After Brown’s Win, Steele Still Pessimistic About GOP’s Chances To Win House And Senate Majorities In 2010

By Ben Armbruster

The Republican Party’s congressional leadership was reportedly angered when RNC Chairman Michael Steele said recently that the GOP probably won’t win majorities in the House and Senate in this year’s mid-term elections and that the Party isn’t quite ready to lead.

Despite the backlash from his colleagues on the Hill, and in the wake of Scott Brown’s (R-MA) victory in the Massachusetts, Steele still proclaims pessimism about the GOP’s chances in 2010. “You just can’t stop and think, ‘well OK now we’ll win in Maryland, we’ll win Delaware and we’ll win everywhere in the country because we won in Massachusetts.’ Every place is different,” he told a local Maryland radio show today. And on ABC this morning, Steele again said the GOP probably won’t win back the House and Senate:

STEPHANOPOULOS: Scott Brown wins in Massachusetts. Does this mean that the Republicans are going to take the House and Senate in November?

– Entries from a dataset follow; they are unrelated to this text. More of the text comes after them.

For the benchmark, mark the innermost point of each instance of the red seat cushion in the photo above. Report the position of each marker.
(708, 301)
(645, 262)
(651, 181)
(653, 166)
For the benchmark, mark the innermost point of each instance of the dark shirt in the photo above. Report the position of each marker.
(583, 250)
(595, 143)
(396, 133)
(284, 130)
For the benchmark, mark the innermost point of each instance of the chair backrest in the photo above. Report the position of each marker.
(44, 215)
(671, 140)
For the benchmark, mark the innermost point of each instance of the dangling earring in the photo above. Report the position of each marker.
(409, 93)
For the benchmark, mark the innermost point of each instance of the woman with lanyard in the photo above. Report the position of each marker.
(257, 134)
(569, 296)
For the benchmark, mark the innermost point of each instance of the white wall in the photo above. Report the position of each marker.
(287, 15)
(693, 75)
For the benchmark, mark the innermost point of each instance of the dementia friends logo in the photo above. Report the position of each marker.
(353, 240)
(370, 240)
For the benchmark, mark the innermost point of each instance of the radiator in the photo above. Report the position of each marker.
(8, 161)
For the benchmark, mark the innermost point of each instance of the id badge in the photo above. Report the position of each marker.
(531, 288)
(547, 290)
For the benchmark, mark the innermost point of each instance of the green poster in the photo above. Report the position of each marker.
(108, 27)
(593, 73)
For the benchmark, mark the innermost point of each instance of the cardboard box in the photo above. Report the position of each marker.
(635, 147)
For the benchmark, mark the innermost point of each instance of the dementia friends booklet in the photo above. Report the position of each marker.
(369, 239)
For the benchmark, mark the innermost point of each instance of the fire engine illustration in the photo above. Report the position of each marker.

STEELE: Oh, I think we are very well on our way at this pace to certainly narrow the margin in the United States Senate as we will in the House and we’ll see how the rest of it plans out.

Watch it:

Congressional Republicans are putting forth a different message from Steele. National Republican Senatorial Campaign Committee Chairman Sen. John Cornyn (R-TX) suggested in an interview with the New York Times today the possibility of a GOP “tsunami” this November. A National Republican Congressional Committee (NRCC) spokesman echoed Cornyn. “If Democrats can’t sell their agenda in the bluest state in the country, they can’t sell it anywhere…to that end, it will have a significant ripple effect on campaigns across the country.” “Scott Brown’s win confirms the serious ramifications that will haunt Democrats all the way to the November elections,” NRCC chair Rep. Pete Sessions (R-TX) said. “There is a movement building in America that threatens their majority in Congress.”

“You really just have to get him to stop,” one top congressional GOP aide said of Steele after his comment that the party wasn’t ready to lead. Another aide said Party leaders want Steele “out of sight, out of mind.”